Wednesday, October 28, 2009

 

Abandon ship!

For once in a while, I am admitting defeat. During the local mental health awareness week at Epsom Library, I borrowed a more or less new copy of 'History of Madness' by Michel Foucault, partly on the strength of a heavy endorsement reproduced inside the front cover by R. D Laing, a somewhat renegade psychiatrist of yesteryear (see http://laingsociety.org/biograph.htm), partly on the strength of a forward by Ian Hacking, the writer of a book I think I have noticed here. The book appeared to be unread, despite having been loaned out to a Warwickshire library at some point.

I have now been trying for some weeks and one renewal to properly get to grips with its 725 pages, including appendices, notes and index. Tried starting at the beginning and started well. Some interesting stuff on the perception and treatment of fools at the end of the middle ages in western Europe. But got bogged down. Upped sticks and tried dipping in at various other places through the 725 pages. Got bogged down again in clouds of what I take to be French style philisophising. Maybe not helped by being in translation, but my French is not good enough to read this sort of thing in the original. All rather a shame as I think there is good stuff inside the clouds. But life is too short. Michel has had his ration of my quality time.

And then, drawn by the word consciousness in the title, a subject in which I take an interest, I try to read a hefty review of a philosophy book, the review being by that philosophical eminence Jerry Fodor. Slightly irritated by his homely style, thinly scattered with slightly quaint slang. (Odd to be irritated as it is a style I try for myself). But he makes a lot of waves about two examples. First example is that we have two identical glasses full of what appears to be water. But one is full of water and one is full of something else altogether. Second example is that of a well camouflaged brown moth sitting on a brown tree trunk. I gaze intently at that bit of the tree trunk, not seeing the moth, at least in the sense that I am not aware of it. Fodor, and the book he is reviewing, manage to make an awful lot of this sort of thing. It seems that it bears hard on what we mean by a concept. But I think they are both barking up the wrong tree. Trying to tie down what a concept - like tree or number 2 - in abstract is not the way forward. What we should be trying to do is work out how the brain - which is only a fancy computer - does things. For example, what is the balance of information flow when I see a dog? Does the dog inform my concept of dog or does my prior concept of dog inform what I see? (An issue which, to be fair, gets a mention in the review). And it may well be that the concept we have of concept does not map at all cleanly onto the goings on brainside. But trying to find out is more worthy - at least more interesting as far as I am concerned - than the sort of speculations that push their buttons. Remain unconvinced that philosophy as presently practised is worth the shelf space. But presumably somebody has been so convinced so I rest content, if aside.
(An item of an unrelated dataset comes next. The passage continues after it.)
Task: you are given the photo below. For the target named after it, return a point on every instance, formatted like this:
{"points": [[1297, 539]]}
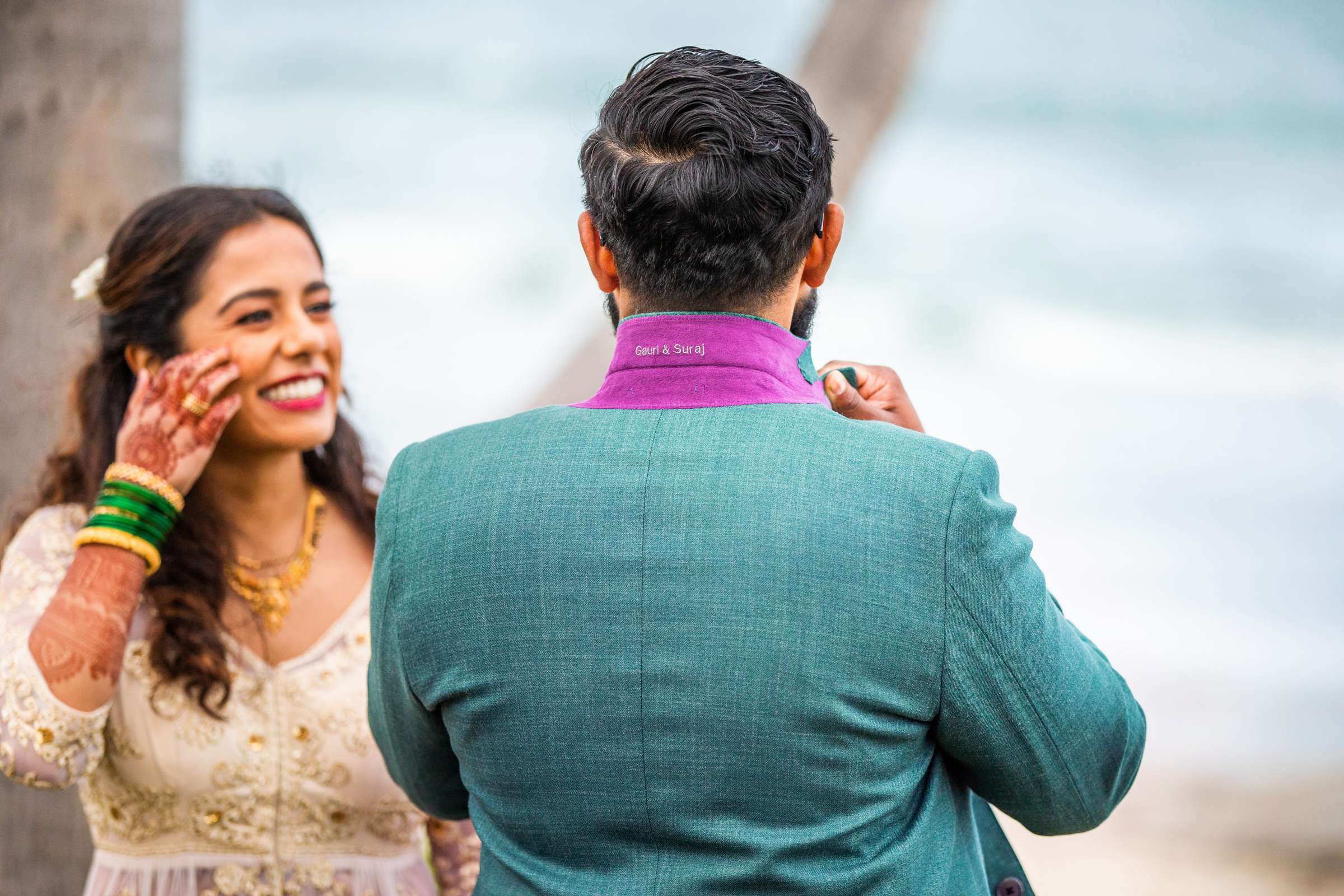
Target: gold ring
{"points": [[195, 405]]}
Next puzzle comes from the world of marketing. I have been pondering about the use of tokens like 'old-fashioned', 'home made' and 'artificial' in advertising. All tokens which to my mind are bivalent; that is to say, depending on context, they might have a bad flavour or a good flavour. So if you say that the jam has been made according to an old-fashioned recipe you are puffing it. But if you say that the vacuum cleaner has been made according to an old-fashioned design you are probably panning it. Now one can usually assume that advertisements are more into puff than pan, but that is not good enough. If the word is to carry some positive weight, it is not enough to be able to work out that that is what the advertiser intended. The weight, the good association has to be there. So when advertisers use these words, how can they be sure? Do they do surveys and tests to check things out? Do they avoid such words?

PS I included artificial in the list as I am amused by its more or less entirely negative connotation. But I am sure that there was a time when to be made by art, rather than just landing on the dung heap from somewhere, was regarded as a good thing. So bivalency of a sort.

Worn down by all this, cleared the brain with a visit to the tip at Wandsworth, with their array of giant walk in bins, each about the size of a standard container. We had an empty one all to ourselves. Very satisfying way to dispose of a car load of mixed rubbish. Must have been room for 100 or more such loads in the thing. The attendants did not seem anything like as fussed about recycling as the ones in Surrey. Nor did we have to present any credentials.

One day I shall have to try and organise a visit to the giant waste transfer station next door. Giant red shed of complicated shape. It might involve the lorries full of rubbish driving up a great ramp to dump their stuff onto a gravity feed conveyor belt - rather in the way the cows have to walk up a great ramp at slaughterhouses so that their carcases can be gravity fed in the same way.